21 сентября государи велели ехать в Нижний для расспросу и сыску Марьина здоровья и болезни боярину Фед. Ив. Шереметеву, Чудовскому архимандриту Иосифу, ясельничему Богдану Матв. Глебову и дьяку Ивану Михайлову. Вместе с ними по указу государей отправился и отец царевны Иван Хлопов. А для рассмотренья Марьины болезни посланы с ними дохтуры, Артемий Дий, Валентин Бильс и лекарь Балсырь.

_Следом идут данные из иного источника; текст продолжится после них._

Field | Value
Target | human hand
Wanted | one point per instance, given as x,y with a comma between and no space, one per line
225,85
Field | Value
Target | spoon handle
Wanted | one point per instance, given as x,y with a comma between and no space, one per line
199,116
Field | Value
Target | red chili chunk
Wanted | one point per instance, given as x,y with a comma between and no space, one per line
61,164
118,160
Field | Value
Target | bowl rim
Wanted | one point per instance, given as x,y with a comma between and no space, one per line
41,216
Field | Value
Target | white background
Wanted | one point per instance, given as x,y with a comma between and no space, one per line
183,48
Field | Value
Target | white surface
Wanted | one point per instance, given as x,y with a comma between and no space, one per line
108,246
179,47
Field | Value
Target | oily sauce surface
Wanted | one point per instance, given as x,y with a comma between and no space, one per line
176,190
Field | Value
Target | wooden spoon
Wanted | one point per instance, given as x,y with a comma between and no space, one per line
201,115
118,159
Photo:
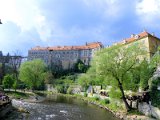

Государи велели боярину с товарищи расспросить саму Марью Хлопову, что — вот она была взята в Верх, что сказывал государю кравчий Михайло Салтыков, что она Марья была больна великою болезнию, и излечить было ее не мочно и живота ей долгого не чаять, и для того она от государя с Верху сведена, — и онаб сказала вправду, какою болезнью она была больна, когда та болезнь у ней объявилась, прежде или тут, будучи на государеве дворе; и нет ли в ней ныне какой болезни, — и говорить ей велели накрепко, чтоб она болезни своей не таила ни коими мерами… а будет Марья Хлопова болезнь в себе какую-нибудь утаит, а после про то сыщется, а она, хоти и будет за государем, а болезнь ее объявится, и ей то мочно самой знать, что государь любити ее не учнет, и от в. г. свят. патриарха Филарета Никитича быти ей за то в великом духовном запрещении; и онаб болезни своей не таила и тем на весь род свой не навела государские опалы и казни».